State v. Keith
This text of 46 Mo. App. 525 (State v. Keith) is published on Counsel Stack Legal Research, covering Missouri Court of Appeals primary law. Counsel Stack provides free access to over 12 million legal documents including statutes, case law, regulations, and constitutions.
Opinion
-The defendant was indicted for selling liquor in less quantities than one gallon, without having a dramshop keeper’s license, or other legal authority so to do. He was convicted, and he prosecutes this appeal. The evidence not showing in an altogether satisfactory manner that the defendant had made the sale, the court, at the instance of the state, gave an instruction directing the jury to find the defendant guilty if he “was present aiding, assisting, abetting, countenancing or in anywise encouraging the making of such sale.” This was error. In misdemeanors of the class to which liquor-selling belongs, ‘ there are no aiders or abettors. A buyer. of liquor certainly [527]*527aids, countenances, assists and encourages a sale; yet, it would hardly be pretended that he would be liable to punishment under the dramshop law.
“If the terms of a statute distinctly limit the penalty to persons who participate in the act only in a certain way, those terms furnish the rule of the court.
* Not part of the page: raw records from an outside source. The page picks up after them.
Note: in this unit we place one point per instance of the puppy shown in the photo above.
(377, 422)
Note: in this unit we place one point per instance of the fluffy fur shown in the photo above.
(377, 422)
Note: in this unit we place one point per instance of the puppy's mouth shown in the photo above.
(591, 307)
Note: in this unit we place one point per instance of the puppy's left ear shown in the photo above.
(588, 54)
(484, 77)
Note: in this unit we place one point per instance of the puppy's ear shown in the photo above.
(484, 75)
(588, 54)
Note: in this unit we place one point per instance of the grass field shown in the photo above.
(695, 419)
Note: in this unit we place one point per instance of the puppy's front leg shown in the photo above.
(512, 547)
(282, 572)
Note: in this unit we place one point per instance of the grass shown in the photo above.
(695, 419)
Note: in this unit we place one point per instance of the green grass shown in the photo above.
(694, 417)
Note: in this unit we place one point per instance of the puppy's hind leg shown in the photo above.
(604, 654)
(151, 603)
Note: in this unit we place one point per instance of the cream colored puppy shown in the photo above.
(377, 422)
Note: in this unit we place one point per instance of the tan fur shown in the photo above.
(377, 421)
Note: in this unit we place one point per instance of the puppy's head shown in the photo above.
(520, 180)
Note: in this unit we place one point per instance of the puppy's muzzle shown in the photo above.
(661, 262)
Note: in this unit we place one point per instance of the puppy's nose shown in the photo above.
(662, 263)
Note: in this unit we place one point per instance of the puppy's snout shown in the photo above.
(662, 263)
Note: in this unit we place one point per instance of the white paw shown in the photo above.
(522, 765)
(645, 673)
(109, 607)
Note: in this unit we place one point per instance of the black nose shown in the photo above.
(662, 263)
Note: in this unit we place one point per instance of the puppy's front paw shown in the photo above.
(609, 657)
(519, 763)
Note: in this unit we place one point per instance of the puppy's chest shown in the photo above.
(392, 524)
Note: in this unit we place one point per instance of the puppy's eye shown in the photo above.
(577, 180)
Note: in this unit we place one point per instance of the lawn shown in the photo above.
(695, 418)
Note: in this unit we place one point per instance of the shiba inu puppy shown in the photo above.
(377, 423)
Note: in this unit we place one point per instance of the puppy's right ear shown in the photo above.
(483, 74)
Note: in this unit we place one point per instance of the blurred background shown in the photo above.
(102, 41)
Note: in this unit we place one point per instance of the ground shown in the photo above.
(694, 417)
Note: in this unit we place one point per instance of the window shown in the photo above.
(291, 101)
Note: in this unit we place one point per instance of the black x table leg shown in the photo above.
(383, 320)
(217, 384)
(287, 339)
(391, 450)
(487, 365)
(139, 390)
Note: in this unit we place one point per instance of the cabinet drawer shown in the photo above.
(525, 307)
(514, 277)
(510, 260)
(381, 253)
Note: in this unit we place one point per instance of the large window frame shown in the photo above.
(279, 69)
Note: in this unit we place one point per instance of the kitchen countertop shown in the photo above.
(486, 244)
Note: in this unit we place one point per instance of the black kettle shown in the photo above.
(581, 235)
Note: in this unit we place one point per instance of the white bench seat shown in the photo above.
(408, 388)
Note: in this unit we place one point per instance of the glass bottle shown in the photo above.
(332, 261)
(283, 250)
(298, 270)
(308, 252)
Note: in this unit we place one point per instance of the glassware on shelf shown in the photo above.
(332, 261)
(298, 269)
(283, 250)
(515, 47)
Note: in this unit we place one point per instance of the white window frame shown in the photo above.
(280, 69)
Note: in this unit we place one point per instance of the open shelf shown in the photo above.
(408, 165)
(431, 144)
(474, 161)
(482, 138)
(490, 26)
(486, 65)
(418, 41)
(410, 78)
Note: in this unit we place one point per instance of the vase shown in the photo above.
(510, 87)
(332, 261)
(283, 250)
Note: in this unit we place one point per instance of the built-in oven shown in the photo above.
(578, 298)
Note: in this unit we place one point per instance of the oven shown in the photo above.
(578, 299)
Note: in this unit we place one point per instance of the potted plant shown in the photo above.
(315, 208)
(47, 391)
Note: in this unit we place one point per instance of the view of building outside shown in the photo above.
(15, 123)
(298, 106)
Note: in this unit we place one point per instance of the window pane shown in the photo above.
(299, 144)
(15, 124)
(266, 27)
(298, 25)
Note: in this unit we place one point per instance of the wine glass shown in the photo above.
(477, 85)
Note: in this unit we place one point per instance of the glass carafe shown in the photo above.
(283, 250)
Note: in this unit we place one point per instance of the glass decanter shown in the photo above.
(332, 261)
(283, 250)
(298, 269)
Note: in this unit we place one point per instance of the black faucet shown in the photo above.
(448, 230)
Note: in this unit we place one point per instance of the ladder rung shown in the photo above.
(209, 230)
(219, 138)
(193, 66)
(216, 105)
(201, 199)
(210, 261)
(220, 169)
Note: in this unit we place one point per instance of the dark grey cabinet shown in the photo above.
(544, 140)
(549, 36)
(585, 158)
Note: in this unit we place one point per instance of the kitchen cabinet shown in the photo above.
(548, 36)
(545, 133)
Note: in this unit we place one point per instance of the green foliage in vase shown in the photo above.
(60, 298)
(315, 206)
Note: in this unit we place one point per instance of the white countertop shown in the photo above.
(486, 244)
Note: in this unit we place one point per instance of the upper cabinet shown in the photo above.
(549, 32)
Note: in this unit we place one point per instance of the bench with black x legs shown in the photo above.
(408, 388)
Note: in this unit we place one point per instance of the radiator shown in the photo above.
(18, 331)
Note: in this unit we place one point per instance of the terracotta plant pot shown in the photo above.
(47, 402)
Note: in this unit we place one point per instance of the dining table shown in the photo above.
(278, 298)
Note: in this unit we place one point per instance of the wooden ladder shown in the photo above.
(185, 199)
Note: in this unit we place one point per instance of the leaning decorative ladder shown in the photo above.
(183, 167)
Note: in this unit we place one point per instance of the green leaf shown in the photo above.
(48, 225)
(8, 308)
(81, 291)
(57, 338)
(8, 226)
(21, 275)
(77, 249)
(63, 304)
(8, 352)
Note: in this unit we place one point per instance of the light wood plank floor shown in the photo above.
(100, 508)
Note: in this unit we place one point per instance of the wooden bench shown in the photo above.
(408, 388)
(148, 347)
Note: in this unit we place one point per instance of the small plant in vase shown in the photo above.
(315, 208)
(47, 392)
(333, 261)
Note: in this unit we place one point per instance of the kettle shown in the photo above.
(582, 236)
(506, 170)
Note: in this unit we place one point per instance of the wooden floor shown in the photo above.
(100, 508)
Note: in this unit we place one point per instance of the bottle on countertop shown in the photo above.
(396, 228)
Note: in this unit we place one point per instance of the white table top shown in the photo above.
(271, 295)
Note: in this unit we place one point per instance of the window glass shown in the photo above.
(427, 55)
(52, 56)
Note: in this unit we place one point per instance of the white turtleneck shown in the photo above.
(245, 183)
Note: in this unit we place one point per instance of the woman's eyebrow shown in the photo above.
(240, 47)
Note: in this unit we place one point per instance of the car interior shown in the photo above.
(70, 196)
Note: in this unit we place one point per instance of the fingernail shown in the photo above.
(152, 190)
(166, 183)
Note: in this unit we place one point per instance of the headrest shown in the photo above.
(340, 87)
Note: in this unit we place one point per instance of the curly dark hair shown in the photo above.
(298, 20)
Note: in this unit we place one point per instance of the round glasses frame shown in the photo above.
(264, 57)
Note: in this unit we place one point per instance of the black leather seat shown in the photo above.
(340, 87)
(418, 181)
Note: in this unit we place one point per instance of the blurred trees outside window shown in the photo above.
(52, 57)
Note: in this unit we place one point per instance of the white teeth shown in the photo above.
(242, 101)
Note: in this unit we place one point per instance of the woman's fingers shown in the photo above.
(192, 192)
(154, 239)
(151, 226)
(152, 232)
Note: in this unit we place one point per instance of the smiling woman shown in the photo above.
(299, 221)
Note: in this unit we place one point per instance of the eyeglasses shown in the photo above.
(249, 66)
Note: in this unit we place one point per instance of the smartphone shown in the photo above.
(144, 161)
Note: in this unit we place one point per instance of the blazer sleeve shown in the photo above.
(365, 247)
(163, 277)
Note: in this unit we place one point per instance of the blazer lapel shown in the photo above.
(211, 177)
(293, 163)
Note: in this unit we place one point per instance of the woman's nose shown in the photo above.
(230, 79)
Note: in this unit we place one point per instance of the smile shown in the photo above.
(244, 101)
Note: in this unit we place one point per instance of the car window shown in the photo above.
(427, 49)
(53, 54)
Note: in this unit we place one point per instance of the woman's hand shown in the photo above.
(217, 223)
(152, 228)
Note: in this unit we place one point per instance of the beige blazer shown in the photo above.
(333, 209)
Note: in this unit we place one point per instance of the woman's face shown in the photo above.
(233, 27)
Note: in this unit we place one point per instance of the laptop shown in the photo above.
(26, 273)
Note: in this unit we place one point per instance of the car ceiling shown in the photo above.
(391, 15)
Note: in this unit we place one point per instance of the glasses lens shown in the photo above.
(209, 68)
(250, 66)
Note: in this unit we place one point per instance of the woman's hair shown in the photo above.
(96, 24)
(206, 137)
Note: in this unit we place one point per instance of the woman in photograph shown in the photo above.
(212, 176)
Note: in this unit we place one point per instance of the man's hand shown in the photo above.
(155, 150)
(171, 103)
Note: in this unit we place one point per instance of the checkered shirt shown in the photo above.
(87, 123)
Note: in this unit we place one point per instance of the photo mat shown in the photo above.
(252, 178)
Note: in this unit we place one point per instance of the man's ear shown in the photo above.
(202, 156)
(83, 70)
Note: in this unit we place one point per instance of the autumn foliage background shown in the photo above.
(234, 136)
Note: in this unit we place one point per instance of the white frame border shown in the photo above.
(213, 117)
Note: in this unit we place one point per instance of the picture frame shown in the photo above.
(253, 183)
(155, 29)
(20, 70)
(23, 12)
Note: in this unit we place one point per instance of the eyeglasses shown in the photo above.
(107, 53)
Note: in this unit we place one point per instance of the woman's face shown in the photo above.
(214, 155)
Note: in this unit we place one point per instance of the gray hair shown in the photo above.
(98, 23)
Or, if the expression be general, but the offense is of minor turpitude, and especially if it be only malum prohibitum, the courts, by construction, will limit its operation to those persons who are more particularly within the reason of the express words of the enactment.” 1 Bish. Crim. Law, sec. 657. Following this principle, it has been held that the purchaser is not liable to punishment* either upon the theory of being a principal or an enticer, aider or abettor. Harvey v. State, 7 Lea, 113; Commonwealth v. Willard, 22 Pick. 476. However, if one, himself, makes a sale, he is liable whether he be owner, agent or servant of the owner, and whether he be acting with or without compensation. But, in this case the evidence calls upon us to make this additional remark: If the defendant was not the owner, or the agent or servant of the owner but merely, at the owner’s request, set out the glass into which the liquor was poured, and from which it was drunk, he is not guilty of selling.
Judgment reversed and cause remanded.